Given a set of 1 million (very large) no. of URL's. Find the "first" "unique" URL from the list.
My Approach: Build a hash using perfect hashing function, that can help. But my question is to hash large data is not possible., then how can I solve this question.
Is there any method to do inplace?
Please help. Thanks in advance.
Given an input list of ["c","a","b","a","c"]
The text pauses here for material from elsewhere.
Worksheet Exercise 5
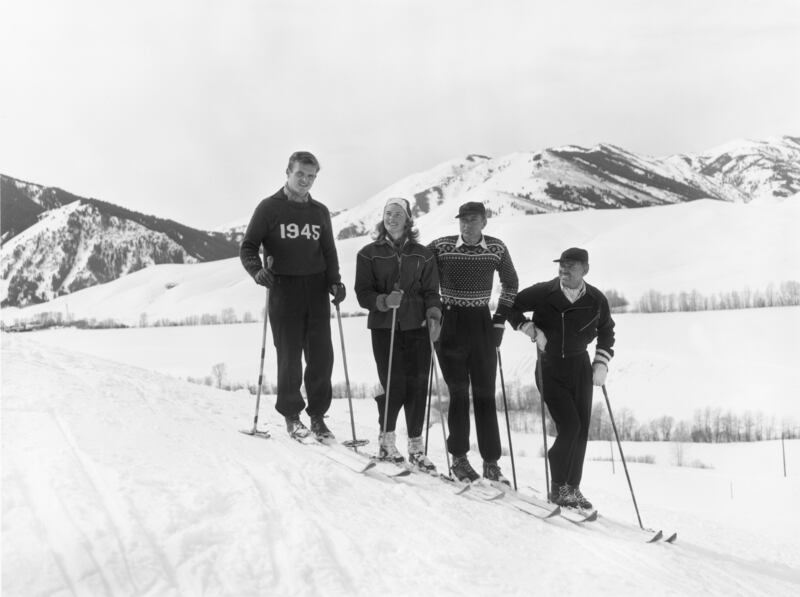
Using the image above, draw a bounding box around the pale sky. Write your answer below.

, my first approach would be:
- Convert the list of URLs into a list of tuples which associates each element which its position in the list. Now you have
[(0,"c"),(1,"a"),(2,"b"),(3,"a"),(4,"c")]
.
- Sort the list lexicographically by the second tuple element (the URL). Now you have
[(1,"a"),(3,"a"),(2,"b"),(0,"c"),(4,"c")]
.
- Group sequences of subsequent equal tuples (a tuple is equal if the second element equals) into sub-lists. Now you have
[[(1,"a"),(3,"a")],[(2,"b")],[(0,"c"),(4,"c")]]
.
- Filter the list so that you only have lists of length 1. Now you have
[[(2,"b")]]
.
- If the resulting list is empty, there is no unique URL in the list. If it is non-empty, Sort the list by the first tuple element (the position in the string). In this case, you get the same list back -
[[(2,"b")]]
.
- take the first element of the list. Now you have
[(2,"b")]
.
- The (only) tuple in this list tells you the first unique URL, and the position in the input list: it's the URL
b
at position 2
in the input list.